The only tiny error in his program was a tight landing on his first quadruple toe loop. He was only able to add a double toe loop in combination, instead of the usual triple, but he added the triple toe loop back in during the second half of his program, on the back of a triple flip.

“I was really happy,” said Chan. “The pacing of the program was great. I took my time, made sure I breathed the entire time, and didn’t rush. I actually didn’t feel tired at the end of the program. I was so excited.”

This outing will only give him confidence heading into the Four Continents Championships, which will be held this year in Colorado Springs, Co., U.S.A. Chan trains there and will surely want to give his newly adopted hometown a fantastic show. After that, it is on to the World Championships where he hopes to defend his title and is looking forward to facing Evgeni Plushenko.

Kevin Reynolds (BC/YT) created a spark of his own with a 158.63-point free skate. His total score of 239.44 was more than enough for the silver medal, and the 21-year-old was definitely satisfied with his effort.

“These are the strongest two programs I have put back-to-back in the same competition,” Reynolds said. “It couldn’t have come at a better time, at the National Championships, so I’m thrilled.”

With three different quadruple jumps—Salchow, toe loop, and loop—Reynolds’ free skate was quite the technical feat. Even with a downgrade on his quadruple loop, the program to music from the video game Chrono Trigger had a next-generation feel to it. This showing at the Canadian Championships is far better than last year’s where he was hampered by a hip injury and placed off the podium.

Although Reynolds did end up competing at the World Championships as an alternate, his 20th-place finish was not what he had expected from himself and vows to finish higher this year.

“I am excited to be on the World Team outright this year and not on the edge as an alternate,” Reynolds said. “I’m looking forward to that. I’ll be training harder than ever.”

While Reynolds’ free skate was strong to the naked eye, the technical panel found a few downgrades on his jumps. He will certainly be focusing on cleaning up those issues when he resumes training at home.

Jeremy Ten (BC/YT) and Elladj Baldé (QC) battled each other for the bronze medal with Ten squeezing past Baldé. Ten earned 136.69 points in his free skate and had an overall score of 207.50, while Baldé’s 138.21-point free skate earned him 206.53 points in total. Ten won on the strength of his program components in his fluid free program to music from Il Postino.
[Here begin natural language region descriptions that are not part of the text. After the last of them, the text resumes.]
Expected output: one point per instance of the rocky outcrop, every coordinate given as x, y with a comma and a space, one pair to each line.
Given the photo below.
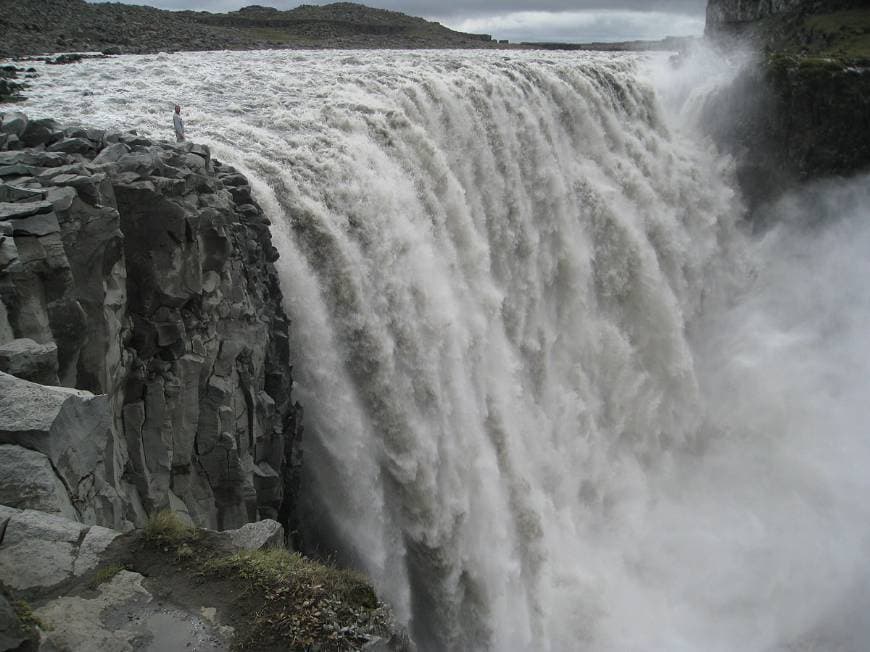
172, 587
140, 274
799, 109
730, 16
30, 27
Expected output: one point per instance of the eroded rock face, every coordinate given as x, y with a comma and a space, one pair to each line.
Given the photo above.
731, 15
142, 273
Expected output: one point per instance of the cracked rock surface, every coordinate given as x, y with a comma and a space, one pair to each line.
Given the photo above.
144, 359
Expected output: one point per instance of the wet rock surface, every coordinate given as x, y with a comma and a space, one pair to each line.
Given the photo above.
141, 274
166, 588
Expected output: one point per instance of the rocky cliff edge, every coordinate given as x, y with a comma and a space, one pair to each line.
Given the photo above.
144, 359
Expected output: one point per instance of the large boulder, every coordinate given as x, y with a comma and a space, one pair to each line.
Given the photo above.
146, 268
28, 481
63, 548
71, 428
30, 360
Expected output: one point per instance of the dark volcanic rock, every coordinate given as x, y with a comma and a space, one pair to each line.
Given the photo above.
45, 26
800, 109
144, 278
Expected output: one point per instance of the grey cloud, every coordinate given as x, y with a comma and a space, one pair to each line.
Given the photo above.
522, 20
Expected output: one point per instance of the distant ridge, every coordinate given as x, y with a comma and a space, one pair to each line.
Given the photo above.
29, 27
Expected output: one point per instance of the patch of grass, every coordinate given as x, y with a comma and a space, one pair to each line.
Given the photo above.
843, 34
29, 620
304, 603
165, 528
271, 34
105, 574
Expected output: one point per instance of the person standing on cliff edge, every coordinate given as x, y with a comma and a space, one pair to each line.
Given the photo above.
179, 124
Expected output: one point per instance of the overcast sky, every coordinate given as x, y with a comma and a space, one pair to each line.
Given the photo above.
521, 20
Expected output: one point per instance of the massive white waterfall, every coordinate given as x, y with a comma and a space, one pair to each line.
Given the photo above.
556, 396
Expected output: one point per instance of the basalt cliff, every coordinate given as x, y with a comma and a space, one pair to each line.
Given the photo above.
144, 359
800, 109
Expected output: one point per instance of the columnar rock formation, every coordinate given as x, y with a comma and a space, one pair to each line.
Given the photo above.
798, 110
137, 278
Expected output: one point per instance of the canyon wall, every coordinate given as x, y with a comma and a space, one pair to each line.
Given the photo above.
144, 358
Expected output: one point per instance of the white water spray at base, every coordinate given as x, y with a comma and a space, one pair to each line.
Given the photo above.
538, 414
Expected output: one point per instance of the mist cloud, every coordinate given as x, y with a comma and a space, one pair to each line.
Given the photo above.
521, 20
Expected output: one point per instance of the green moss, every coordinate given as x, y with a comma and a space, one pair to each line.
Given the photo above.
105, 574
843, 35
165, 528
305, 603
29, 620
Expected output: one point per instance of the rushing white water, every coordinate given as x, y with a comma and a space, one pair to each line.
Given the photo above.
554, 398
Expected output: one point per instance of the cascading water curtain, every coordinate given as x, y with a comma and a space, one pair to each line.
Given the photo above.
550, 386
After several injuries during the past year, Ten was hoping for a comeback at these championships. While the comeback did not happen in the fashion that he hoped, he was thrilled and relieved to stand on the podium.

Baldé certainly won the crowd with his electrifying free skate to Michael Jackson. His jumps were more secure than Ten’s, and the decision was so close that it could have gone either way. Although Baldé has made big improvements to his execution and polish, he is not yet at the level that Ten has developed, and today, the panel went with Ten’s sophistication. It is a tough break, but an excellent learning experience for Baldé.

Andrei Rogozine (CO) finished fifth, just making the national team, with a score of 188.64. After being disappointed with his short program, he came back strong in his free skate, managing to stay on his feet on two triple Axels after a secure triple flip-triple toe loop combination. The 2011 World Junior Champion has had a rough time at his senior-level Canadian Championships so far, but this free skate should be a bit of redemption for him.

Liam Firus (BC/YT) was sixth with 187.78 points, just missing the national team. Firus and youngster Nam Nguyen (BC/YT), who finished just behind him in seventh, will represent Canada at the World Junior Championships.